Geosciences Students Take Third at IBA
From left: Steve Milligan, Sidney Mahanay, Riley Dickson, Julie Cains, Sean Kincade, Stephen Denham, and Jamie Woolsey
OKLAHOMA CITY – Five Master of Science geology students — Julie Cains, Stephen Denham, Riley Dickson, Sean Kincade, and Sidney Mahanay — formed the 2017 University of Arkansas Imperial Barrel Award (IBA) team from the Department of Geosciences. This team placed third in the regional competition against eight other teams from Oklahoma, Kansas and Missouri. The UA team was hosted in OKC by alumnus Bill Coffey (M.S.'82 geology) who is exploration manager for Devon.
The IBA program is offered every year by the American Association of Petroleum Geologists, who adopted it in 2007 from the Imperial College in the United Kingdom. This is now an international contest and allows participation from students around the world.
The UA IBA team was advised by adjunct faculty members Steve Milligan (B.S.'80 geology) and Jamie Woolsey (B.S.'04 geology, M.S.'07 geology). "In the face of current oil prices, it is even more important toward furthering their careers," said Milligan. "The skills acquired by IBA team members are used in oil and gas exploration, and are also valuable for all other venues of employment options when they graduate."

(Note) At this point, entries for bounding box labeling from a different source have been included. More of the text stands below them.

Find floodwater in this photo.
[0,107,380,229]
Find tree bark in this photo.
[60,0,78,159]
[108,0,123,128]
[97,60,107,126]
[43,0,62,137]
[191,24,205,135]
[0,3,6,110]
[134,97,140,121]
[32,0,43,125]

IBA teams have only eight weeks to process, evaluate, and present an industry-donated dataset that includes 2D or 3D seismic and well data. Team members divide duties to evaluate this data and prepare a prospect that has the greatest potential for producing oil or gas. The presentations propose and defend a drilling location inside the data area and are equivalent to what will be expected in the petroleum industry. Team presentations are judged by an industry panel on use of science and technology, teamwork, creativity and style. The judges are members of the American Association of Petroleum Geologists with long industry experience.
"The IBA was one of the best experiences in geology for me so far" says team member Stephen Denham. "I gained valuable friends, knowledge, and skills that will continue to benefit me long into the future. Our success was a combination of hard work, the amazing advising staff, and the team. The competition showed me once again that the Geosciences Department at the University of Arkansas is one big family, and I am happy to be a part of that."
Added team member Julie Cains, "This competition takes us beyond academic exercises and exposes us to real-world petroleum exploration using real data, allowing us to apply fundamental geologic concepts to completely unfamiliar places and complete a technical evaluation down to the prospect level. I learned more in those short eight weeks than I ever could have imagined."